The Anglo-Gascon army penetrated as far as the suburbs of Tours, then withdrew, pursued by the main French army, 11,000 strong, under John II. The English were forced to battle on 19 September at Poitiers, where they decisively defeated the French and captured John II. In the aftermath of the battle English and Gascon forces raided widely across France, against little or no opposition. With no effective central authority France dissolved into near anarchy.
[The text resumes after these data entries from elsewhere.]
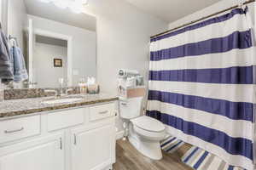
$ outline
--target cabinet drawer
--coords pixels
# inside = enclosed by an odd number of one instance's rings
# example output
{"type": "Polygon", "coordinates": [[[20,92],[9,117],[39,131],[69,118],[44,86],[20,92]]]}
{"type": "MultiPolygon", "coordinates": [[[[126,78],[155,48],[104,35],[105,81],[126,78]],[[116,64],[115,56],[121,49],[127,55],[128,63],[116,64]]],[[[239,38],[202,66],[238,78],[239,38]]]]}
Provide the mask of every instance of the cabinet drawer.
{"type": "Polygon", "coordinates": [[[40,116],[0,122],[0,143],[40,134],[40,116]]]}
{"type": "Polygon", "coordinates": [[[90,107],[90,121],[96,121],[113,116],[114,105],[114,103],[112,103],[90,107]]]}
{"type": "Polygon", "coordinates": [[[84,108],[48,114],[48,131],[59,130],[84,123],[84,108]]]}

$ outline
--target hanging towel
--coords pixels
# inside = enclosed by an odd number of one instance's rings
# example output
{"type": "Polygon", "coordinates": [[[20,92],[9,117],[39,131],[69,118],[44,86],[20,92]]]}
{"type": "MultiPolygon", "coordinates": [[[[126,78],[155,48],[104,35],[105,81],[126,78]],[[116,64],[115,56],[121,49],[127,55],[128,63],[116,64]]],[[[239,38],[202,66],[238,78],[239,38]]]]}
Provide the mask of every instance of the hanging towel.
{"type": "Polygon", "coordinates": [[[23,82],[28,79],[24,56],[21,49],[17,46],[10,48],[10,62],[13,65],[14,81],[15,82],[23,82]]]}
{"type": "Polygon", "coordinates": [[[10,64],[10,53],[8,40],[0,29],[0,79],[3,83],[9,83],[14,79],[14,74],[10,64]]]}

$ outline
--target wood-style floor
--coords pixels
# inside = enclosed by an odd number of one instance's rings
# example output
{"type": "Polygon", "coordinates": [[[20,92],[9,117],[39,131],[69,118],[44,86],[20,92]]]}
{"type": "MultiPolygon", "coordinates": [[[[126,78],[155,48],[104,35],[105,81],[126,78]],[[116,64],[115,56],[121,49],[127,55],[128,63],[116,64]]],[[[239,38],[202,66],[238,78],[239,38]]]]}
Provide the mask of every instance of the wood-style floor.
{"type": "Polygon", "coordinates": [[[128,141],[118,140],[113,170],[192,170],[180,158],[189,149],[183,147],[173,154],[163,152],[163,159],[153,161],[140,154],[128,141]]]}

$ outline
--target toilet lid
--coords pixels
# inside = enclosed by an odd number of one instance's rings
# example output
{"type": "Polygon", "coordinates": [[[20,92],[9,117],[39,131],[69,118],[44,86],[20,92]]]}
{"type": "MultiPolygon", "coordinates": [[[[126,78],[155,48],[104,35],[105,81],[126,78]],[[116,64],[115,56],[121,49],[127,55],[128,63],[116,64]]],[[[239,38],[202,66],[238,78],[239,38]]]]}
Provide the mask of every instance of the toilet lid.
{"type": "Polygon", "coordinates": [[[151,132],[161,132],[166,128],[162,122],[147,116],[131,119],[131,122],[137,128],[151,132]]]}

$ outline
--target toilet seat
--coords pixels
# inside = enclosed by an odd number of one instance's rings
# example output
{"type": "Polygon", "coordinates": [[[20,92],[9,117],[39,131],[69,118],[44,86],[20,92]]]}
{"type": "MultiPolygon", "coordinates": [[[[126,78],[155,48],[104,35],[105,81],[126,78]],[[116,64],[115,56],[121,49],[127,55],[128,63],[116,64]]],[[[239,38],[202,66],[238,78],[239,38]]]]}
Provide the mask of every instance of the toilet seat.
{"type": "Polygon", "coordinates": [[[136,128],[148,132],[160,133],[166,129],[162,122],[147,116],[131,119],[131,122],[136,128]]]}

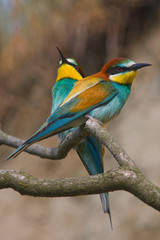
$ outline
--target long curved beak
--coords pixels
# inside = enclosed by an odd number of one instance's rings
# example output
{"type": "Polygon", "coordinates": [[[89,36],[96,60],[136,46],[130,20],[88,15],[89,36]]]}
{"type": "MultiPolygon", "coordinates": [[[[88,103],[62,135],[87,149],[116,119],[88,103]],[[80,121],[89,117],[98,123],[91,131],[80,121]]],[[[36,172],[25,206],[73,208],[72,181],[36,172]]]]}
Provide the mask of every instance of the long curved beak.
{"type": "Polygon", "coordinates": [[[149,64],[149,63],[135,63],[133,64],[131,67],[129,67],[129,70],[130,71],[136,71],[140,68],[143,68],[143,67],[148,67],[148,66],[151,66],[152,64],[149,64]]]}
{"type": "Polygon", "coordinates": [[[67,59],[64,57],[64,55],[62,54],[62,52],[60,51],[60,49],[58,47],[56,47],[60,56],[61,56],[61,60],[62,60],[62,64],[63,63],[68,63],[67,59]]]}

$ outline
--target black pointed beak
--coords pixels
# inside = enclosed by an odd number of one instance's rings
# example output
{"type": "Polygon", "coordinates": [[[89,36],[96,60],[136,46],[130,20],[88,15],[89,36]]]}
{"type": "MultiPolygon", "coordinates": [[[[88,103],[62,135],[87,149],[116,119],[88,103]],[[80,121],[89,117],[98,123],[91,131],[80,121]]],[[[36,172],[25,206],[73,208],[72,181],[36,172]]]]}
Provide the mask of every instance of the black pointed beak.
{"type": "Polygon", "coordinates": [[[60,56],[61,56],[61,60],[62,60],[62,64],[63,63],[68,63],[67,59],[64,57],[64,55],[62,54],[62,52],[60,51],[60,49],[58,47],[56,47],[60,56]]]}
{"type": "Polygon", "coordinates": [[[130,71],[137,71],[140,68],[148,67],[148,66],[151,66],[151,65],[152,64],[149,64],[149,63],[135,63],[131,67],[129,67],[129,70],[130,71]]]}

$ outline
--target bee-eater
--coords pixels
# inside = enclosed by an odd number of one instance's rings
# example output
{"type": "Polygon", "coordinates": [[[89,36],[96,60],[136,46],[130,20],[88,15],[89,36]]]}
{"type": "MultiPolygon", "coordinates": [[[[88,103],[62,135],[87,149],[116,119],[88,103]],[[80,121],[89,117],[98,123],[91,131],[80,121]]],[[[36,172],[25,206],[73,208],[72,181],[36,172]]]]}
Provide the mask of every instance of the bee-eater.
{"type": "MultiPolygon", "coordinates": [[[[59,63],[56,84],[52,89],[52,110],[51,114],[58,108],[58,106],[66,99],[76,81],[82,81],[84,73],[81,66],[75,61],[75,59],[66,59],[62,52],[57,48],[61,61],[59,63]]],[[[70,131],[74,131],[75,128],[69,129],[65,132],[58,134],[59,141],[62,141],[70,131]]],[[[103,173],[103,155],[104,146],[98,139],[92,136],[84,138],[75,147],[79,157],[81,158],[84,166],[86,167],[90,175],[103,173]]],[[[102,207],[104,213],[109,214],[110,223],[112,227],[111,212],[109,206],[108,193],[100,194],[102,207]]]]}
{"type": "Polygon", "coordinates": [[[6,160],[16,157],[31,144],[82,125],[86,115],[107,123],[116,116],[127,100],[137,70],[150,66],[127,58],[116,58],[106,63],[100,72],[76,81],[65,100],[25,143],[6,160]]]}

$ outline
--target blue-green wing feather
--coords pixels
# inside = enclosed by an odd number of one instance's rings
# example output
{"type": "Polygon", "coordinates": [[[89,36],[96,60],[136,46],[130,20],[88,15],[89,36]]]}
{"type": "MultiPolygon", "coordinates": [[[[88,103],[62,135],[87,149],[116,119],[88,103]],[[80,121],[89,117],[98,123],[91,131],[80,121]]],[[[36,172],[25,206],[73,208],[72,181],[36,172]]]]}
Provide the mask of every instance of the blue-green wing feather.
{"type": "MultiPolygon", "coordinates": [[[[102,80],[100,84],[102,84],[103,87],[106,88],[106,98],[104,98],[96,105],[84,108],[83,111],[77,112],[74,111],[74,107],[77,106],[81,99],[77,96],[73,97],[69,102],[58,107],[47,119],[47,121],[42,125],[42,127],[23,144],[23,147],[21,147],[21,149],[23,150],[25,149],[25,146],[27,147],[32,143],[48,138],[49,136],[56,135],[60,132],[70,129],[76,125],[81,125],[83,122],[85,122],[85,115],[87,113],[89,113],[95,107],[109,102],[117,94],[117,90],[110,82],[105,82],[102,80]]],[[[20,150],[15,150],[15,152],[13,152],[7,159],[12,156],[17,156],[20,150]]]]}

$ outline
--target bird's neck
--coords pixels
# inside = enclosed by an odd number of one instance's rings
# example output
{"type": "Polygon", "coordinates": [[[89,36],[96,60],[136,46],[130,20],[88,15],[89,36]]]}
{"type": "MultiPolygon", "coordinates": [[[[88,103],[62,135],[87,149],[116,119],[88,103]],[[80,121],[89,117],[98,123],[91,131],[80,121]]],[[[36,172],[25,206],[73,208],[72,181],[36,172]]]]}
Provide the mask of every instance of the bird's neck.
{"type": "Polygon", "coordinates": [[[118,95],[122,102],[125,102],[131,92],[131,84],[119,84],[112,82],[114,87],[118,90],[118,95]]]}

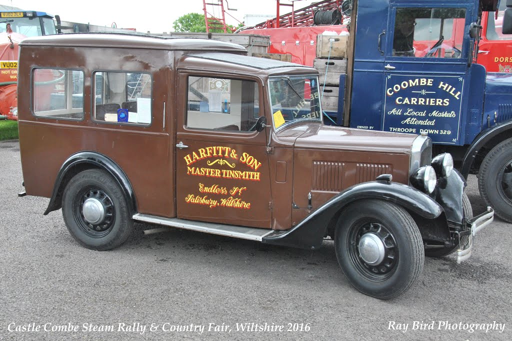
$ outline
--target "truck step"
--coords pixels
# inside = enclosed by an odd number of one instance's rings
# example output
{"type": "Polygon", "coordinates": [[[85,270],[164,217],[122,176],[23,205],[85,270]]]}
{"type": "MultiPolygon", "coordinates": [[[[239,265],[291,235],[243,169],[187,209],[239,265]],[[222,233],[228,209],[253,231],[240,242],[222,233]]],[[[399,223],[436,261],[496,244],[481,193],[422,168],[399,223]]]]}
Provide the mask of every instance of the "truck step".
{"type": "Polygon", "coordinates": [[[262,241],[263,237],[274,232],[273,230],[268,228],[257,228],[216,223],[206,223],[202,221],[180,219],[179,218],[157,217],[140,213],[134,215],[132,218],[135,220],[143,221],[146,223],[159,224],[166,226],[179,227],[187,230],[205,232],[208,233],[226,236],[241,239],[255,240],[259,242],[262,241]]]}

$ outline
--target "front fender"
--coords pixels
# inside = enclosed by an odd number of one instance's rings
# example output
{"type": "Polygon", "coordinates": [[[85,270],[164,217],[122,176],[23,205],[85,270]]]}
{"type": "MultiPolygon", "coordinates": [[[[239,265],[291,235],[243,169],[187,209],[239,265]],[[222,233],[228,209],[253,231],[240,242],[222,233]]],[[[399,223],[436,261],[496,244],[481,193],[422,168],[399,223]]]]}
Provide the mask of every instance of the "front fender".
{"type": "Polygon", "coordinates": [[[263,238],[267,244],[316,249],[322,245],[327,226],[340,210],[361,199],[390,201],[425,218],[439,217],[442,207],[436,201],[410,186],[395,182],[372,181],[355,185],[340,192],[290,230],[276,231],[263,238]]]}
{"type": "Polygon", "coordinates": [[[131,211],[136,211],[135,193],[128,177],[121,167],[111,159],[103,154],[97,152],[86,151],[71,155],[62,164],[57,175],[50,203],[44,214],[45,216],[61,207],[62,193],[71,177],[80,171],[91,168],[100,168],[108,172],[117,182],[124,192],[131,211]]]}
Protracted negotiations between John and Edward III failed to reach an acceptable treaty. A peasant revolt known as the jacquerie broke out in northern France during the spring of 1358 and was bloodily put down in June. In October 1359 Edward III led another campaign in northern France. It was unopposed by French forces but was unable to take any strongly fortified places. On 8 May 1360 the Treaty of Brétigny was agreed, by which vast areas of France were ceded to England, to be personally ruled by the Black Prince, and John was ransomed for three million gold écu. (Note: This was £500,000, the equivalent of the peacetime income of the English crown for about 15 years.) Rogers states "Edward gained territories comprising a full third of France, to be held in full sovereignty, along with a huge ransom for the captive King John – his original war aims and much more." At the time it seemed this was the end of the war, but large-scale fighting broke out again in 1369 and the Hundred Years' War did not end until 1453, with a French victory which left only Calais in English hands.